No mistake about it - the low budget and the lack of resources significantly hurt Night Of The Demon from the first scene right to the closing credits. But that is not to say that the filmmakers were a completely incompetent bunch of fellows handed very little to work with. On the contrary, there are a number of moments that clearly prove that the filmmakers did have a good grasp on what audiences would consider "the goods", and went all out with the little they had to deliver these goods. (WARNING: SPOILERS AHEAD.. THOUGH REALLY JUICY SPOILERS.) For example, they knew that it would not just be enough to show someone's arm being ripped off - they knew they would have to have the man's subsequent bloody stump shoved close into the camera lens. They also knew that it would not do to just have a motorcyclist simply killed as he pulls off the road to urinate - they knew that they had to show a furry arm move towards the man's exposed penis, then seconds later show the motorcyclist limping away with his hands covering his bloody crotch. When it came to showing a man sleeping in a sleeping bag being attacked by the creature, they knew that a simple strangling or beating would not do - they had to show Bigfoot picking up the occupied sleeping bag, swinging it multiple times in the air, and then throw it against a tree branch which impales the unfortunate man in the sleeping bag.
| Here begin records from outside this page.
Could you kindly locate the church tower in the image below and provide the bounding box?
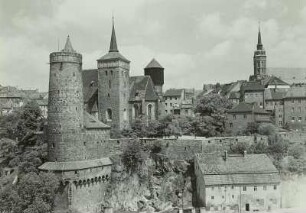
[97,19,130,130]
[144,58,164,97]
[47,36,85,161]
[252,26,267,80]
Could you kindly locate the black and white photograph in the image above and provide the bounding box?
[0,0,306,213]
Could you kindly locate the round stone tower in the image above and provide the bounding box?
[47,36,85,162]
[144,58,164,97]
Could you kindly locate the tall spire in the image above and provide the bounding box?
[257,23,263,50]
[62,35,76,53]
[109,16,119,52]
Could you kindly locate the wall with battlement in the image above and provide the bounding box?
[53,164,112,213]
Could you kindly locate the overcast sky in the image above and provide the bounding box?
[1,0,306,91]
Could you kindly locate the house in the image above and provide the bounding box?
[283,85,306,129]
[163,88,195,116]
[241,82,265,108]
[264,90,286,127]
[227,102,271,134]
[194,152,281,212]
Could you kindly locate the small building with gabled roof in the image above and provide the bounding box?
[194,152,281,212]
[227,102,271,134]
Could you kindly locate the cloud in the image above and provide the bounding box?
[1,0,306,92]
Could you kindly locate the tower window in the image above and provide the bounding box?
[73,72,75,77]
[111,70,113,75]
[123,108,127,121]
[109,80,111,89]
[105,71,108,75]
[106,108,112,120]
[108,93,110,98]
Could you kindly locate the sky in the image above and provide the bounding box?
[1,0,306,92]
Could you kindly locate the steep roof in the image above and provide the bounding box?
[227,102,269,114]
[242,82,265,92]
[129,76,158,101]
[284,86,306,99]
[97,20,129,63]
[195,153,280,186]
[145,58,163,69]
[83,111,110,129]
[164,89,184,97]
[62,36,76,53]
[263,75,289,87]
[82,69,98,103]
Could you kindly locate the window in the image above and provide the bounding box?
[274,185,277,190]
[147,104,153,121]
[230,123,233,128]
[106,108,112,120]
[170,103,173,107]
[299,107,302,113]
[254,186,257,191]
[73,72,75,77]
[243,186,247,191]
[111,70,113,75]
[299,117,302,122]
[211,187,214,190]
[165,110,168,113]
[123,109,127,121]
[232,195,235,199]
[299,99,301,103]
[231,186,235,189]
[165,103,168,106]
[263,186,267,191]
[292,117,295,122]
[108,93,110,98]
[233,115,236,120]
[292,99,294,103]
[109,80,111,89]
[211,196,214,200]
[105,70,108,75]
[244,114,247,119]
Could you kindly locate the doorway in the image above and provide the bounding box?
[246,203,250,211]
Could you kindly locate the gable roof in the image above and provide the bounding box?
[284,86,306,99]
[145,58,163,69]
[265,89,286,101]
[242,82,265,92]
[267,67,306,84]
[129,76,158,101]
[164,89,184,97]
[264,76,289,87]
[227,102,269,114]
[195,153,280,186]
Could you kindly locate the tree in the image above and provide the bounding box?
[122,139,148,173]
[195,93,232,116]
[0,172,59,213]
[288,144,305,159]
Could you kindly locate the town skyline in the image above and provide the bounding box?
[2,0,306,92]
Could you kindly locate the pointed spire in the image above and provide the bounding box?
[109,16,119,52]
[257,22,263,50]
[62,35,76,53]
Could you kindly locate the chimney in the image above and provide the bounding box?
[243,150,247,157]
[224,150,228,161]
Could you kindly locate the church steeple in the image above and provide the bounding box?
[62,35,76,53]
[109,17,118,52]
[257,26,263,50]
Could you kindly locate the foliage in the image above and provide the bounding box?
[0,172,59,213]
[0,138,17,165]
[122,139,148,173]
[288,144,305,159]
[195,93,232,116]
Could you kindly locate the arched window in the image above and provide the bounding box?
[148,104,152,121]
[133,104,139,119]
[109,80,111,89]
[106,108,112,120]
[123,108,127,121]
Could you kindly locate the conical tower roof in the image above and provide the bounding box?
[257,27,263,50]
[109,20,118,52]
[145,58,163,69]
[62,35,76,53]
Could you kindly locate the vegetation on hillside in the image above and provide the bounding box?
[0,101,59,213]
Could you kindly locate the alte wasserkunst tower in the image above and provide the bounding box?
[39,36,113,213]
[249,27,267,81]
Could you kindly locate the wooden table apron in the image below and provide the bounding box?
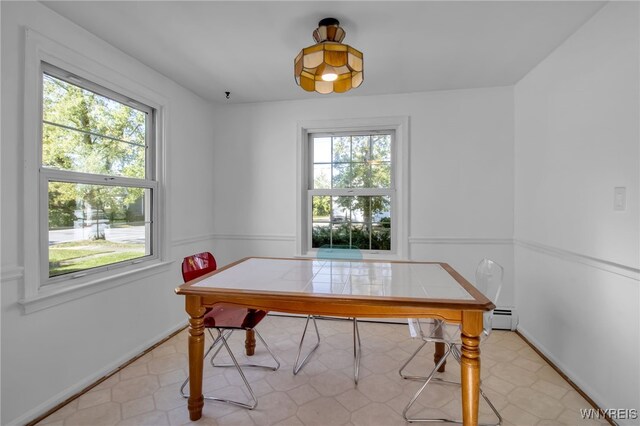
[175,257,493,426]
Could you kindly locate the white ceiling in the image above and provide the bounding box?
[41,1,605,104]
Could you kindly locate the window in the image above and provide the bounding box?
[298,117,408,259]
[41,63,157,282]
[309,132,394,252]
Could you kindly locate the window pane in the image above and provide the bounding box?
[371,196,392,222]
[312,196,331,222]
[311,223,331,248]
[350,196,368,223]
[370,163,391,188]
[332,164,351,188]
[350,223,370,250]
[351,163,370,188]
[313,137,332,163]
[352,136,370,162]
[371,225,391,250]
[313,164,331,189]
[42,123,145,178]
[42,73,147,178]
[48,182,151,277]
[331,223,351,246]
[332,136,351,163]
[372,134,391,161]
[332,196,352,223]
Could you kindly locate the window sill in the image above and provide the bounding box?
[19,260,174,314]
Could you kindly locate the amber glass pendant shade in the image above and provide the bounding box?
[294,18,363,94]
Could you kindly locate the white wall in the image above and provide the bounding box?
[0,2,217,424]
[514,1,640,418]
[208,87,515,306]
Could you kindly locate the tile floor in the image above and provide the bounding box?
[36,316,608,426]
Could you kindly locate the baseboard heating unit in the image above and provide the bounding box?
[492,308,518,331]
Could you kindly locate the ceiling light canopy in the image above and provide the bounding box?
[294,18,363,94]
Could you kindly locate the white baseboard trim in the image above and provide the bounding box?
[409,237,513,245]
[515,238,639,281]
[11,321,187,426]
[516,325,609,415]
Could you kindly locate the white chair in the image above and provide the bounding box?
[293,246,362,384]
[399,259,503,424]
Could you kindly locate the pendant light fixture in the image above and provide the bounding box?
[294,18,363,94]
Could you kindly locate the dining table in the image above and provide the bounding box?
[175,256,495,425]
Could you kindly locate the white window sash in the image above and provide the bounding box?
[20,28,169,312]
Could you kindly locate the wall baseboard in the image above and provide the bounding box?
[16,322,187,426]
[516,327,615,426]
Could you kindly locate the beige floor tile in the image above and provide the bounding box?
[531,378,570,400]
[499,403,541,425]
[335,388,371,412]
[120,363,149,381]
[77,388,112,410]
[286,383,321,406]
[273,416,304,426]
[64,402,121,426]
[350,402,406,426]
[116,410,169,426]
[355,374,404,403]
[247,391,298,425]
[308,370,355,397]
[216,409,256,426]
[33,317,605,426]
[121,395,155,420]
[507,386,565,419]
[112,376,160,403]
[296,397,351,426]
The filmmakers also knew that just to imply that a woman was raped by Bigfoot would not be satisfying - they had to actually show the creature on top of the woman making multiple pelvic thrusts, and subsequently add a close-up of Bigfoot's face as he has what appears to be an orgasm. And when Bigfoot causes a big gash in an unlucky person's belly, the filmmakers make sure for Bigfoot to reach into the wound, pull out the person's intestines, and whip them around in the air in slow motion.
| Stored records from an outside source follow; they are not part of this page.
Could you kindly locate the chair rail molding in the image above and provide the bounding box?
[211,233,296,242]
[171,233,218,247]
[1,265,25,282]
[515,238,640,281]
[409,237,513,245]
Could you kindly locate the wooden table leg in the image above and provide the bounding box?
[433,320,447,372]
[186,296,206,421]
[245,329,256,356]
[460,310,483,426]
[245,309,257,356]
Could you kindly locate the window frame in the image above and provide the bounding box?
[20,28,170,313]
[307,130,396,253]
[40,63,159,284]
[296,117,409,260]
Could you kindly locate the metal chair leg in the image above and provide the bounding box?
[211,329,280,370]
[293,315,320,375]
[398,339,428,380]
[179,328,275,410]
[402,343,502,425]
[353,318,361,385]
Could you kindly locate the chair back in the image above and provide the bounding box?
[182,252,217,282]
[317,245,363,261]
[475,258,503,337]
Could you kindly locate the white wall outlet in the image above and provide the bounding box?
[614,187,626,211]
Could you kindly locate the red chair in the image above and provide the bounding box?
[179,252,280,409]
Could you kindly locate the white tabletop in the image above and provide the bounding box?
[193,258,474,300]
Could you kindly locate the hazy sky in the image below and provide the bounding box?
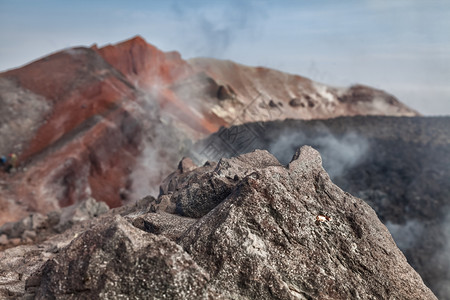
[1,0,449,115]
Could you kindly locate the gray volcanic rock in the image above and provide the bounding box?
[0,197,156,299]
[0,198,109,251]
[195,116,450,299]
[0,147,436,299]
[0,205,113,299]
[178,147,435,299]
[155,150,281,218]
[131,211,197,241]
[30,215,214,300]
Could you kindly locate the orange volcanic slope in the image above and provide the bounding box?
[0,36,418,226]
[93,36,418,134]
[93,36,223,136]
[93,35,192,88]
[0,47,144,222]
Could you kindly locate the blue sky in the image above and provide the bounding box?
[1,0,449,115]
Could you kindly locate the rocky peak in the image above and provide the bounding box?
[0,146,436,299]
[194,116,450,299]
[93,36,193,89]
[157,147,437,298]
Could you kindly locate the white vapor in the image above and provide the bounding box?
[269,129,369,179]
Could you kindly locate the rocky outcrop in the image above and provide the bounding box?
[0,196,157,299]
[0,147,436,299]
[30,215,215,300]
[155,151,282,218]
[177,147,434,299]
[195,116,450,299]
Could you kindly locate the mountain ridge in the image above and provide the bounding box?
[0,35,419,225]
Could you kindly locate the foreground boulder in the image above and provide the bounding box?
[195,116,450,299]
[30,215,215,300]
[177,147,435,299]
[1,147,436,299]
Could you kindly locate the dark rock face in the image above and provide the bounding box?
[194,116,450,299]
[288,98,303,107]
[0,147,433,299]
[217,84,236,100]
[0,197,156,299]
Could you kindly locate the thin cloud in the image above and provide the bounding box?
[0,0,449,115]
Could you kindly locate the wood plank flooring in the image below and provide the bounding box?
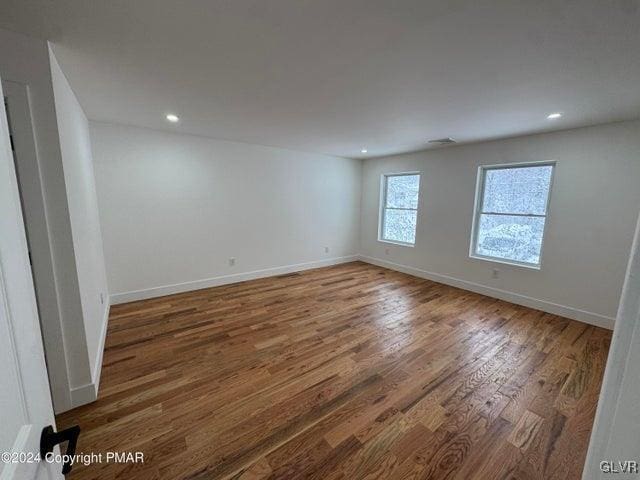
[56,261,611,479]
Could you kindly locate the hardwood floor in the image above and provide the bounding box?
[57,261,611,480]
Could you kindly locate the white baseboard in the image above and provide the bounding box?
[92,301,110,394]
[67,302,110,410]
[69,381,97,408]
[359,255,615,330]
[110,255,360,305]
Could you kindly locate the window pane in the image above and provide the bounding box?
[386,174,420,209]
[476,214,545,265]
[482,165,553,215]
[383,209,417,244]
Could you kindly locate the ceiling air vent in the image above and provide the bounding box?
[428,137,456,145]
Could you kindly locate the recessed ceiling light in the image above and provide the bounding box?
[166,114,179,123]
[547,112,562,119]
[361,149,368,154]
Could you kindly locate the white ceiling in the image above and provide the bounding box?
[1,0,639,158]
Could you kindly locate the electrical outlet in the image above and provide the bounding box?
[385,248,390,255]
[100,293,104,305]
[491,268,500,279]
[229,257,236,266]
[324,246,330,253]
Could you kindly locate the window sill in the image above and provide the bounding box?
[469,254,541,270]
[378,239,415,248]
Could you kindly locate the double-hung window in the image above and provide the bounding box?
[379,173,420,245]
[470,162,554,268]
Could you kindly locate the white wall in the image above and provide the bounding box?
[360,121,640,328]
[90,122,362,302]
[49,48,109,386]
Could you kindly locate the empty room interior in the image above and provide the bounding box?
[1,1,640,479]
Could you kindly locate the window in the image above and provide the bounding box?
[471,162,554,268]
[379,173,420,245]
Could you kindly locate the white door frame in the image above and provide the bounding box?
[0,75,61,480]
[583,210,640,479]
[3,79,72,413]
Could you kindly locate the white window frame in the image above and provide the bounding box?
[469,160,556,269]
[378,172,421,247]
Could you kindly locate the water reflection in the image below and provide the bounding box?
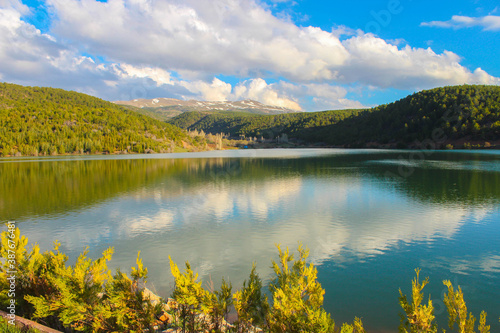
[1,149,499,332]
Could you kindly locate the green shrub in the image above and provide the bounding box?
[442,280,490,333]
[267,243,336,332]
[399,269,491,333]
[206,277,233,332]
[233,263,269,332]
[399,268,437,333]
[169,256,210,332]
[0,227,163,332]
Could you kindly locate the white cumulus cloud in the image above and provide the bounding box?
[181,77,233,102]
[1,0,499,111]
[232,78,302,110]
[44,0,499,89]
[422,15,500,31]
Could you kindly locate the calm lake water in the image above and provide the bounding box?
[1,149,499,332]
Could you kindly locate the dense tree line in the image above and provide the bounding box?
[169,85,500,148]
[322,84,500,147]
[168,109,364,141]
[0,83,206,157]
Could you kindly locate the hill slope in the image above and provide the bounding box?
[322,84,500,147]
[0,83,205,157]
[169,85,500,148]
[168,108,366,141]
[114,98,301,120]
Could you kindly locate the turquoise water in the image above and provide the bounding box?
[1,149,499,332]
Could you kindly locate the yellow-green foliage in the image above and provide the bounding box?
[1,228,495,333]
[169,257,235,333]
[399,268,437,333]
[206,277,233,332]
[442,280,490,333]
[340,317,366,333]
[169,256,210,332]
[399,269,491,333]
[267,243,336,333]
[0,227,163,332]
[0,226,51,319]
[233,263,269,332]
[25,246,114,331]
[101,253,163,332]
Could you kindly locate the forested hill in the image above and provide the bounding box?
[323,84,500,147]
[168,109,366,140]
[169,85,500,148]
[0,83,205,157]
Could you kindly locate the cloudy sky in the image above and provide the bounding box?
[1,0,499,111]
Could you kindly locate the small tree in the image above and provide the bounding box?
[169,256,209,333]
[399,268,437,333]
[25,246,114,332]
[442,280,490,333]
[233,263,269,332]
[267,243,335,333]
[103,252,164,332]
[206,277,233,332]
[340,317,366,333]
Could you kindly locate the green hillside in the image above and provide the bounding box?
[0,83,206,157]
[169,85,500,148]
[2,83,497,156]
[169,108,365,140]
[323,84,500,147]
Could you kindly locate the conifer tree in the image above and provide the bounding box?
[267,243,336,333]
[169,256,209,333]
[442,280,490,333]
[206,277,233,332]
[398,268,437,333]
[1,227,163,332]
[233,263,269,332]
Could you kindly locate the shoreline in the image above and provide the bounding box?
[0,143,498,159]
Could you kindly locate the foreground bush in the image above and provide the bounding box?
[0,227,164,332]
[398,268,492,333]
[169,244,364,333]
[1,227,497,332]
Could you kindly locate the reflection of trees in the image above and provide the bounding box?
[363,151,500,206]
[2,151,499,221]
[0,158,185,220]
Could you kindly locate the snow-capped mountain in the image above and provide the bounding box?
[114,98,301,115]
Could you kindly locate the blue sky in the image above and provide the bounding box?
[0,0,499,111]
Trust me, there's a lot more similar stuff to be found during a viewing of Night Of The Demon. And as you can imagine, whenever one of these scenes comes up, it makes for some considerable entertainment if you're like me and appreciate extreme exploitation and have a sick sense of humor. The movie also has some other charms besides those moments of gore and violence, mostly to do with unintentional hilarious moments. Such moments include when the movie's soundtrack spouts a peppy and upbeat flute-like number during the opening credits - right after we saw that guy's arm ripped off. The acting by most of the cast also gets a number of laughs, particularly that of actor Michael Cutt, who speaks in a constant monotone no matter the situation or the subject matter he is speaking of. Oddly, there is one genuinely good performance in the movie, that being Melanie Graham's performance of the character of Crazy Wanda. She doesn't say much, but manages to make quite an impression from the genuinely haunting look on her face in all of her scenes. So there definitely is a lot of entertaining stuff (intentional as well as unintentional) to be found in Night Of The Demon. I wouldn't call it some kind of lost classic, though. Beside the shoddy filmmaking techniques I mentioned two paragraphs ago, the script also has a number of groaners. For example, the professor and his students know about the number of deaths in the area attributed to Bigfoot, but whenever someone happens that increases their risk of harm (their boat or their ammunition disappearing, for example), they don't flee the area to safety, but trek on further into the wilderness and increase their risk of harm happening to them. Still, there is enough here to show the filmmakers has a good grasp as to what an audience of an exploitation movie wants, added to a decent amount of unintended laughs that probably makes the movie worth a look should it ever cross your path during a trek in the B movie wilderness when you don't have a specific (and better) destination to go to.